Rachel and Hamayal both say they earned the Tesla internship by taking a relentless approach with the company. They built up their online profiles and resumés, and reached out to countless Tesla recruiters, engineers, directors and human resources representatives. Their persistence paid off, offering a vital lesson that it’s never too early to be laying the groundwork for your career.

“People often underestimate the power of networking,” says Rachel. “You need to take the initiative for making contact and attend as many recruiting events as possible. You never know when a connection may be the link to your dream position. Maintaining contact keeps you fresh in the minds of recruiters and near the top of their list for the moment when an opportunity arises.”

The 2018 Tesla interns credit the contributions of Faculty of Engineering and Applied Science (FEAS) faculty and staff, as well as extracurricular experiences.

“Since I arrived at the university in 2016, the university has always provided valuable advice and resources, and gone above and beyond to ensure student success,” says Rachel. “I have been a FEAS Outreach Facilitator, chatting with hundreds of high school and elementary school students, helping deliver ‘We Made It’ workshops as well as the FEAS Eng Squad summer camps for aspiring young engineers.”

Rachel is a Director of Student Life in the student Engineering Society, a Women In Engineering Peer Mentor, and has been part of the university’s  Motorsports team.

Hamayal is President of the Mechatronics Society, an executive member of the Institute of Electrical and Electronics Engineers student chapter at the university, and a web developer for the university’s Student Union.
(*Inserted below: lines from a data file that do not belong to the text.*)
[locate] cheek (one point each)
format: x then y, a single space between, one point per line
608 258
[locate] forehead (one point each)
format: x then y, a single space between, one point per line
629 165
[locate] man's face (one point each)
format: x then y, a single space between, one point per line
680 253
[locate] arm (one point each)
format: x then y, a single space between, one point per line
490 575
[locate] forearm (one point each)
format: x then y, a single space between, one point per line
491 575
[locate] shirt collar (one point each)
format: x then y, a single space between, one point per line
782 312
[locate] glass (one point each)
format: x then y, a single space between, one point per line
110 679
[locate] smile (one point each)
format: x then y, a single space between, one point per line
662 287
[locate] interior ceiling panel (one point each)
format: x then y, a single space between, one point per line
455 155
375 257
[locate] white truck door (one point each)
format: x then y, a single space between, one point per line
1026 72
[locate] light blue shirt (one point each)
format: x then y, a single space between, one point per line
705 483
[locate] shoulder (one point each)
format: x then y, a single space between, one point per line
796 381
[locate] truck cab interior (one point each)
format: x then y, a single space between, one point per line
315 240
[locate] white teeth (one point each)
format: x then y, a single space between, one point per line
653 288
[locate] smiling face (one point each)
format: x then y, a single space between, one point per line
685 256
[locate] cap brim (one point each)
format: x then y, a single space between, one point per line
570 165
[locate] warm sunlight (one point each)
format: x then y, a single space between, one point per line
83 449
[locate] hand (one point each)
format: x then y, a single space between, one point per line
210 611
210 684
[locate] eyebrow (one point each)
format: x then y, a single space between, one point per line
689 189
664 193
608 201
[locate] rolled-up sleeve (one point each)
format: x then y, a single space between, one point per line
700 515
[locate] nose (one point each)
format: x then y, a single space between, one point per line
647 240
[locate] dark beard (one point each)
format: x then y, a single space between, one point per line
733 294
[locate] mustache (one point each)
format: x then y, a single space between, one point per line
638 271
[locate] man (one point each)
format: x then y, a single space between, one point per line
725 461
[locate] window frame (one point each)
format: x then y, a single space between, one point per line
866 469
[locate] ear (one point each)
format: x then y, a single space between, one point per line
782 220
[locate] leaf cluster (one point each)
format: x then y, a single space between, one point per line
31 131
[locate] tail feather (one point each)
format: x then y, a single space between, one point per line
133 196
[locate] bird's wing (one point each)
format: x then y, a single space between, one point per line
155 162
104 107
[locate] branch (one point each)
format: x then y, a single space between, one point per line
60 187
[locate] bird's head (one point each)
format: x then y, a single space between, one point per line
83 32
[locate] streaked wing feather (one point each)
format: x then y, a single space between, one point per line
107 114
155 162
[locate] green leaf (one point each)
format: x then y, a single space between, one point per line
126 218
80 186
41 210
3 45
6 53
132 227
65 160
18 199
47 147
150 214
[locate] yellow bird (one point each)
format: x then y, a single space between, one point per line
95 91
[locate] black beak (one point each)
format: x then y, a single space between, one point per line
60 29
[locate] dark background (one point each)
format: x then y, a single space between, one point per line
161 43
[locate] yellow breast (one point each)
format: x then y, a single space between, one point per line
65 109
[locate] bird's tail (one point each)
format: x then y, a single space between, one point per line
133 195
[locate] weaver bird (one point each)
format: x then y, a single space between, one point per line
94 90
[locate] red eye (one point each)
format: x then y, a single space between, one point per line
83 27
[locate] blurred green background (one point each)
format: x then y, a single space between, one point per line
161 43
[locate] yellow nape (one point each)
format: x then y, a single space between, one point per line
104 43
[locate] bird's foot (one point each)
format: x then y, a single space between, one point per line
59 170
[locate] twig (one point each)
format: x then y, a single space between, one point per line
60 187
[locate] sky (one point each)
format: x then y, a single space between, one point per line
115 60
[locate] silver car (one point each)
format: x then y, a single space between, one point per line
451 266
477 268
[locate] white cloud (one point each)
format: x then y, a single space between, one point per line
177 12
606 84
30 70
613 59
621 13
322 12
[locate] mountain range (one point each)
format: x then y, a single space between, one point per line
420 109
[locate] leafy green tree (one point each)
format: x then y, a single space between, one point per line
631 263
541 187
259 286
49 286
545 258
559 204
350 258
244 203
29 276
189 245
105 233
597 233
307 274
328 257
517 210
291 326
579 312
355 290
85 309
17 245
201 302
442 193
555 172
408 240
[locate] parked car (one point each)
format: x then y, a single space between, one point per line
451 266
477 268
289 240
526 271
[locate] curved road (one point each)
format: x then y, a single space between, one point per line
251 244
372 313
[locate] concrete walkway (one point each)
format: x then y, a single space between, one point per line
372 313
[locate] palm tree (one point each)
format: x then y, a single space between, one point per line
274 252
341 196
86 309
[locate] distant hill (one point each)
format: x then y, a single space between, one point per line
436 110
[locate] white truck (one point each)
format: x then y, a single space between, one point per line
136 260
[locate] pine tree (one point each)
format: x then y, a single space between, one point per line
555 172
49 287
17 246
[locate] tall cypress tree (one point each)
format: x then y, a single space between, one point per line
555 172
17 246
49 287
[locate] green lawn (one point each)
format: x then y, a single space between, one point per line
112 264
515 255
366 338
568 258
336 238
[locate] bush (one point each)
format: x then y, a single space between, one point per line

"If there's something out there you really want, the universe has a funny way of making it happen,” says Hamayal. “But don’t wait for it: you need to put in the hard work. Being from an immigrant family, my parents’ dedication and perseverance is one of my driving forces. They started from scratch and worked around the clock. Every opportunity they had, they created for themselves. My opportunities will widen and narrow in direct proportion to the investment I make in working hard.”